Here, we run docker in daemon mode, mount /mnt/myscratch (supply full path and not relative) directory on the host machine to /scratch location within docker container. Then we start, gdc-client download with 4 threads and fetch controlled access data from the downloaded manifest using download key. For logging, -v does not seem to work, so using --log-file=download.log to save file in in mounted host volume.

  • At the -m flag, only specify name of the manifest file, e.g., controlled_manifest.tsv and not the whole path. docker container will start with container work directory, /scratch which is mapped to /mnt/myscratch on the host machine. So, docker container would look for controlled_manifest.tsv in the mounted /scratch directory, i.e., /mnt/myscratch/controlled_manifest.tsv location on the host machine!
Notes:
  • For controlled access data, avoid using daemon mode with -d flag before testing that API token, gdc_token.key is working else you may end up requesting too many login requests and get blocked of further data access.
  • In case of authorization failure, kill docker container using docker kill <container ID> command. Check container ID using command to check running docker processes: docker ps

To download open access data:

  • Remove -t gdc_token.key and replace -m controlled_manifest.tsv with -m open_manifest.tsv
## path where data will be stored on the host machine
export USERMOUNT="/fastscratch/foo/dump/gdc/test"

cd "${USERMOUNT}"

## MAKE SURE TO GIVE PROPER USER AND GROUP IDs, matching to those of host machine
docker run -d -e HOSTUSER=$USER -e HOSTGROUP=$(id -gn $USER) -e HOSTUSERID=$UID -e HOSTGROUPID=$(id -g $USER) -v "${USERMOUNT}":/scratch sbamin/gdc-client "gdc-client download --log-file=download.log -n 4 -m open_manifest.tsv"

To track download progress:

docker ps
docker logs <container NAME or ID>
  • To debug in case of download failure, add --debug flag. Not recommended if gdc-client download is working properly else this will increase write operations a lot!
docker run -d -e HOSTUSER=$USER -e HOSTGROUP=$(id -gn $USER) -e HOSTUSERID=$UID -e HOSTGROUPID=$(id -g $USER) -v "${USERMOUNT}":/scratch sbamin/gdc-client "gdc-client download --debug --log-file=download.log -n 4 -t gdc_token.key -m controlled_manifest.tsv"

To parallelize downloads

Instead of supplying download manifest, you can supply analysis UUID, i.e., first column value of the manifest, and run multiple (prefer not to run more than 2-3 on one compute node) docker instances using one the above two command for open or controlled access data, respectively.
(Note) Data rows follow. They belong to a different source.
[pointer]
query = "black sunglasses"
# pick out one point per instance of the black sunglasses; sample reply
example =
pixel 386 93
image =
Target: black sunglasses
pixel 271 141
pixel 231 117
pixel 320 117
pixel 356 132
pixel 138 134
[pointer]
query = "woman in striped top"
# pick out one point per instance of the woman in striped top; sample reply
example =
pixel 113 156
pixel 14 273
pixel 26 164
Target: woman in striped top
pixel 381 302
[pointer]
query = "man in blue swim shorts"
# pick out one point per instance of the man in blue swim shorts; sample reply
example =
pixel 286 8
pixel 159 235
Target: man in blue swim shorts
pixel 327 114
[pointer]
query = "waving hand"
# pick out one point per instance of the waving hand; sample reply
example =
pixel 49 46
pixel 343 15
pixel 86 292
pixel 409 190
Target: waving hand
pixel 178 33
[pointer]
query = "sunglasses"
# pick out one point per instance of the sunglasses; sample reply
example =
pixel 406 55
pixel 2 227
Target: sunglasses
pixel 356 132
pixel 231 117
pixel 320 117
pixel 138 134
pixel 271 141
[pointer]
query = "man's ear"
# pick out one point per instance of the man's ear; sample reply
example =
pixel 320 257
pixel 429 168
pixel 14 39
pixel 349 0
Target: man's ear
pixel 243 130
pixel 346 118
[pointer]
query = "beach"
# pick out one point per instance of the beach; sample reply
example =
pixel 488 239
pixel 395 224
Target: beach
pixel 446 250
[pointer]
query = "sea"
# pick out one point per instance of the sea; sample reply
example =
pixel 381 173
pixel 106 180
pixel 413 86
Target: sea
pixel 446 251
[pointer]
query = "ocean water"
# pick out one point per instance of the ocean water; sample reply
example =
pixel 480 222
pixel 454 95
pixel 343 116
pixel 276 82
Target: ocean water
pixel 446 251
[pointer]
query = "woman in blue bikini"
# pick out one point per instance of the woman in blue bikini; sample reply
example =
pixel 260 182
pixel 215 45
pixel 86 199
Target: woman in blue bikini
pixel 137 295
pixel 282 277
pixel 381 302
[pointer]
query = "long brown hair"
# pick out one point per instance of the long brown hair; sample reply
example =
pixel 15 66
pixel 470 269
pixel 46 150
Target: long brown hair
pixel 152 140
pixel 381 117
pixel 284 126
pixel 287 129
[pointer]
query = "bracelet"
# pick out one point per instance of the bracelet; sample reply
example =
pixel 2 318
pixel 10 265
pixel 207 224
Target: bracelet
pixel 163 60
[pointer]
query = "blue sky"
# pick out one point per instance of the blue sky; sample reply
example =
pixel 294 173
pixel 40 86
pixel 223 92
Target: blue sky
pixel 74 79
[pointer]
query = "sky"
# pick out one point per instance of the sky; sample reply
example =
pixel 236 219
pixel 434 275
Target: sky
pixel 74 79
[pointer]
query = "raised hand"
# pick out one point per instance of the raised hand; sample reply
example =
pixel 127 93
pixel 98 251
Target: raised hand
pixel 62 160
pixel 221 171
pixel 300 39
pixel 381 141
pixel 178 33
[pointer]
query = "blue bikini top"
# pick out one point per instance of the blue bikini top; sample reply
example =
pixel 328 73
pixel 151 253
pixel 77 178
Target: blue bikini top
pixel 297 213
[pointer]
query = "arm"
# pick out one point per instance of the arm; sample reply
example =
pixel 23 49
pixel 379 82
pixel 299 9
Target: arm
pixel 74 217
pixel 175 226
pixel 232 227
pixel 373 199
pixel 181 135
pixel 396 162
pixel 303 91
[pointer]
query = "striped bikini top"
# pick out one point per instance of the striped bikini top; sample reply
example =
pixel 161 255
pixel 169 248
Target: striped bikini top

gdc-docker-dn-x64-el6 is a bash wrapper to start per-sample (analysis UUID) docker download instance. It's not ready for release yet, but it formats following docker run command by taking a few user-supplied arguments.

docker run -d --name 1da7105a-f0ff-479d-9f82-6c1d94456c91 -e HOSTUSER=foo -e HOSTGROUP=staff -e HOSTUSERID=1000 -e HOSTGROUPID=1001 -v /fastscratch/foo/gdc:/scratch sbamin/gdc-client:1.3.0.b1 "gdc-client download --log-file=/scratch/docker_logs/docker_1da7105a-f0ff-479d-9f82-6c1d94456c91_22Apr18_124819EDT.log -n 8 -t gdc_token.key 1da7105a-f0ff-479d-9f82-6c1d94456c91"

manpage

  • PS: Valid volume mounts are required (see below) before executing gdc-client
docker run -e HOSTUSER=$USER -e HOSTGROUP=$(id -gn $USER) -e HOSTUSERID=$UID -e HOSTGROUPID=$(id -g $USER) -v "${USERMOUNT}":/scratch sbamin/gdc-client "gdc-client download --help"

docker run -e HOSTUSER=$USER -e HOSTGROUP=$(id -gn $USER) -e HOSTUSERID=$UID -e HOSTGROUPID=$(id -g $USER) -v "${USERMOUNT}":/scratch sbamin/gdc-client "gdc-client upload --help"

END